I used ray up ray/python/ray/autoscaler/gcp/defaults.yaml
to set up a cluste on GCP and start ray.
I was able to use ray attach ray/python/ray/autoscaler/gcp/example-full.yaml
and then use ray on the remote node (using ray.init(address=‘auto’)).
However, I could not connect to the head node from my local machine by specifying the IP address. For example:
kipnisal@AlonKs-MBP 18:47:24 ~/Ray_tests/PhaseDiagram % ray get-head-ip ray/python/ray/autoscaler/gcp/defaults.yaml
35.197.30.171
kipnisal@AlonKs-MBP 18:47:57 ~/Ray_tests/PhaseDiagram % ray status --address=35.197.30.171:6379
Traceback (most recent call last):
File "/usr/local/lib/python3.8/site-packages/redis/connection.py", line 559, in connect
sock = self._connect()
File "/usr/local/lib/python3.8/site-packages/redis/connection.py", line 615, in _connect
raise err
File "/usr/local/lib/python3.8/site-packages/redis/connection.py", line 603, in _connect
sock.connect(socket_address)
TimeoutError: [Errno 60] Operation timed out
Hey @rliaw,
Thank you for your answer. Although I am a bit confuse about why an additional setup is needed to communicate with the cluster.
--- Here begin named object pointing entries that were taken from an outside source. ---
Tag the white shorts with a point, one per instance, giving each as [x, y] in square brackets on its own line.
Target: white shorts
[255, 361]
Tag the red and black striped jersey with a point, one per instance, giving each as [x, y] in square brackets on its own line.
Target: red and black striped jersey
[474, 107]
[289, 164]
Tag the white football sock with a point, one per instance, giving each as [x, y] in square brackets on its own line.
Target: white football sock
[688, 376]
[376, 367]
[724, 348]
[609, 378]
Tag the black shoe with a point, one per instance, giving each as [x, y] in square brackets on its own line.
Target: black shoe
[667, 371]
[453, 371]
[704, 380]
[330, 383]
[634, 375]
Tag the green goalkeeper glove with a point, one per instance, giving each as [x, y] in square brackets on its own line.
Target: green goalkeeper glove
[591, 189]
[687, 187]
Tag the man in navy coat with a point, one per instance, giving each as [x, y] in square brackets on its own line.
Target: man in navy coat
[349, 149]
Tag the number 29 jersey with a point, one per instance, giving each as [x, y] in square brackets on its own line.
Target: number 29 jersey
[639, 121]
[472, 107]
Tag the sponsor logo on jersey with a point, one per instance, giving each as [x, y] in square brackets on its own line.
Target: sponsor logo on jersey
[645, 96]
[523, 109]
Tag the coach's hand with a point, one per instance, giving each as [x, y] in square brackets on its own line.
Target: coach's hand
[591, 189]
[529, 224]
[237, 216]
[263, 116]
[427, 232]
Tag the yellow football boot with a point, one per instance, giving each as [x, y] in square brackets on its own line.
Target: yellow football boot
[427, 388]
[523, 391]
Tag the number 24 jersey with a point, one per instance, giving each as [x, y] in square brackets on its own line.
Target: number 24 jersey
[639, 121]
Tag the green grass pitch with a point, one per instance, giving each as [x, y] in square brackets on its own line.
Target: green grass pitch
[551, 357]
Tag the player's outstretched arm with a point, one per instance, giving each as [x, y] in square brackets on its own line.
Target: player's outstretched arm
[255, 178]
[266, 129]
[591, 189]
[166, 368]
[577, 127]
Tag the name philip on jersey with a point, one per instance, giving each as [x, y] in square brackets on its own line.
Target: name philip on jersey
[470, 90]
Perhaps I should ask a more basic question. Say that ‘experiment.py’ contains
@ray.remote
def evaluate_iteration(par) :
return run_experiment(par)
res = [evaluate_iteration.remote(par) for par in params]
return_value = ray.get(res)
After setting up an autoscale cluster using ray up cluster.yaml
I can use ray submit cluster.yaml experiment.py
to run experiment.py on the ray cluster.
Is it possible to have experiment.py run on my local machine and submitting Ray task to the cluster configured by cluster.yaml?
Hey @kipnisal , the reason why additional setup is needed is due to a particular implementation detail of Ray (specifically, that the driver worker process needs bidirectional network connectivity with the ray services).
Thus, you need the ray client to work around that limitation. Specifically:
import ray
ray.init(address="...")
@ray.remote
def evaluate_iteration(par) :
return run_experiment(par)
res = [evaluate_iteration.remote(par) for par in params]
return_value = ray.get(res)
will not work if you want to run it on your local machine and submit to the Ray cluster configured by yaml.
However,
import ray
ray.util.connect("...:10001")
@ray.remote
def evaluate_iteration(par) :
return run_experiment(par)
res = [evaluate_iteration.remote(par) for par in params]
return_value = ray.get(res)
will work (you will be able to run this code on your local machine and submit these ray remote tasks to the cluster.